Admitted cold case killer wants to change plea, claims confessio - Cleveland 19 News Cleveland, OH

Admitted cold case killer wants to change plea, claims confession was coerced

Last year DNA evidence led police to a killer who murdered a local woman in 1982. He admitted it. Now, he wants to change his mind.

19 Action News with the update on a case that is costing taxpayers a fortune.

Richard Wilson is coming up with excuse after excuse to withdraw his guilty plea in the death of Mary Ann Finegan and the rape and attempted murder of her companion. The case is rock solid, but he's playing the system and buying delays with your money.

"This is our coldest case solved to date," said Assistant County Prosecutor Rick Bell.

In 1982, Finegan and her friend were in a truck parked not far from the old Isis Bar at West Sixth and St. Clair. Wilson pointed a gun at them and forced them to drive to a remote field in The Flats. He raped, shot and killed Finegan, raped and shot the friend and left her for dead.

Wilson didn't count on one thing. That the second woman survived in these tall weeds until the next morning. A passing policeman heard her moaning and at first thought it was a cat.

"She spent five months in the hospital," said Bell. "The pellet is still in her spine and she's here to talk about it she wants to talk about this case."

Wilson was already in prison in Pennsylvania when he was brought back to Ohio and charged.
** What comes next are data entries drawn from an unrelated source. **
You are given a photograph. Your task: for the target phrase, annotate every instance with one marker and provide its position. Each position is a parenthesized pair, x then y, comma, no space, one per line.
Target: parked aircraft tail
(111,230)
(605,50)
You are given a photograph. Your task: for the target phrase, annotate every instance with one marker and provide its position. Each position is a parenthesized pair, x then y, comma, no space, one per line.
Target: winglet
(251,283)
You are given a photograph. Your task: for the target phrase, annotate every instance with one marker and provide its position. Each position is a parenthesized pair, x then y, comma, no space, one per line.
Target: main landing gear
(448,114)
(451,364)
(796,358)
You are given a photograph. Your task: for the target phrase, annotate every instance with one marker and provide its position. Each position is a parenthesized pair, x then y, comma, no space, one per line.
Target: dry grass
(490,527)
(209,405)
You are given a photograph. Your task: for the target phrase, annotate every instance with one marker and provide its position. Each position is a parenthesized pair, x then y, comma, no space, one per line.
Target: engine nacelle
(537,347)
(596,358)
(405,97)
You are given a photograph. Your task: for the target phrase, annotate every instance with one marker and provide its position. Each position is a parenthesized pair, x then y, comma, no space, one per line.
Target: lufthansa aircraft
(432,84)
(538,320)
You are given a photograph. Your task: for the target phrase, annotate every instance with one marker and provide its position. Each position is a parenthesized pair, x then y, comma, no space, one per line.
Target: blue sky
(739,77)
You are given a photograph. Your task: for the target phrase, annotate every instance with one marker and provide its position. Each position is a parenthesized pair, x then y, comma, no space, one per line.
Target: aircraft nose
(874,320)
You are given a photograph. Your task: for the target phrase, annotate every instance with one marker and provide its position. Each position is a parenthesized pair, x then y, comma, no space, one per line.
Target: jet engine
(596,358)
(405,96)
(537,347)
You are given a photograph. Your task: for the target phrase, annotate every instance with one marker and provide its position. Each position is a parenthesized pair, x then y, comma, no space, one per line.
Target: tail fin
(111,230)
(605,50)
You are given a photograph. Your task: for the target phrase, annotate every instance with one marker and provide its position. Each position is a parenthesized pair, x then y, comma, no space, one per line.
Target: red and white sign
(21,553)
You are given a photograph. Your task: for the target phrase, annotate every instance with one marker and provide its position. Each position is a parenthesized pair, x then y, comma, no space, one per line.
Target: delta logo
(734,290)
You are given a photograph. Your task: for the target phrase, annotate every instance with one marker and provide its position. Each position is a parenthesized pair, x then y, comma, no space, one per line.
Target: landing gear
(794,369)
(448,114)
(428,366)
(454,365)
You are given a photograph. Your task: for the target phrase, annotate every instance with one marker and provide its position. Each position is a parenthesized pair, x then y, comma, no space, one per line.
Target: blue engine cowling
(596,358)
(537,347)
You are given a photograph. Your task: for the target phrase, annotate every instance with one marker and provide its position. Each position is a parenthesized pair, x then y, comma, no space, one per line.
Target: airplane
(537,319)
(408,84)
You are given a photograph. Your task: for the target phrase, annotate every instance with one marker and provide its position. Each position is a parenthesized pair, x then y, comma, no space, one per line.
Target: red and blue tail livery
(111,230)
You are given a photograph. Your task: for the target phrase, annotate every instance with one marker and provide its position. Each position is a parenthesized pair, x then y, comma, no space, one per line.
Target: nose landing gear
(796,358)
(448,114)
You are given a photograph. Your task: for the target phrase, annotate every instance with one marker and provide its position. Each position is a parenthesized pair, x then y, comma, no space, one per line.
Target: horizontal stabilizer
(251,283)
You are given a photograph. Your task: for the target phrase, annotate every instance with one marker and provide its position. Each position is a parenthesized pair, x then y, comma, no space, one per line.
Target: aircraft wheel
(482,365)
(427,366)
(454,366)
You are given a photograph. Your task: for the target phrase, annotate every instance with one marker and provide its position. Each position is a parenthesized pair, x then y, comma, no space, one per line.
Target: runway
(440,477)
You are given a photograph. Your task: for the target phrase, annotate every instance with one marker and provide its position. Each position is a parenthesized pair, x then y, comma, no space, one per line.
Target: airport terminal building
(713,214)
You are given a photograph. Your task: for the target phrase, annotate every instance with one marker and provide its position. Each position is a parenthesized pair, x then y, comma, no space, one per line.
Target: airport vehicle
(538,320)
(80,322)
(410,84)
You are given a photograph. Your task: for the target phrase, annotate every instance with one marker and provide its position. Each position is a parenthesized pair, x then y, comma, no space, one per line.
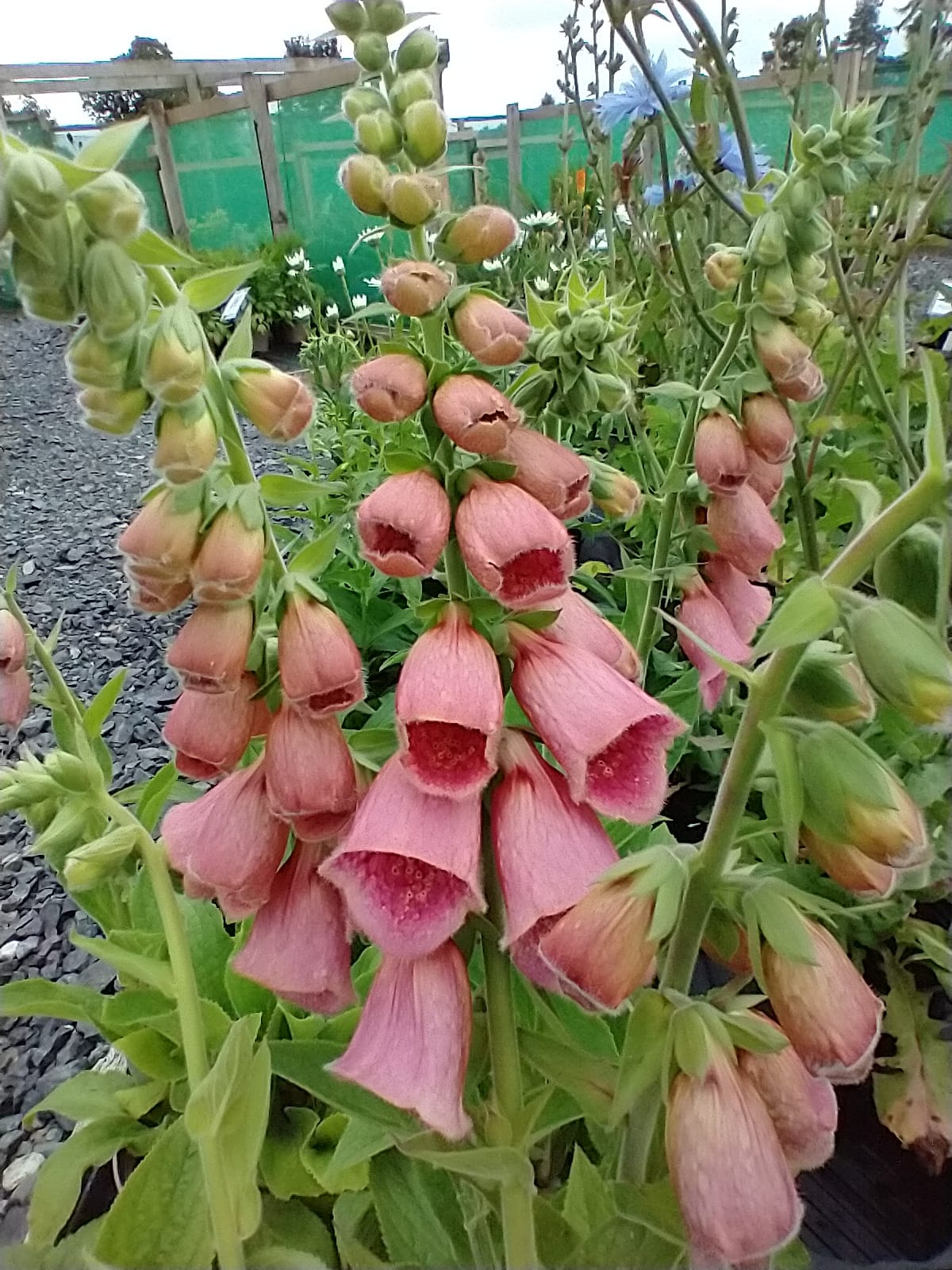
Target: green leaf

The air tight case began with DNA.

"Now that we've put the case together with DNA, we've gone back to that gun and we've matched that pellet to one recovered from the deceased victim," said Bell.

On top of that, the victim and a bus driver identified Wilson all these years later. In August, he plead guilty to avoid a death sentence, but now claims that he lawyers coerced him into the plea and wants to withdraw it. He's playing the system.

The court has already awarded lawyers, consultants and others more than $30,000 in fee's and that doesn't take into account the courts own overhead. Costs will rise if there is a trial - prosecutors say they're ready.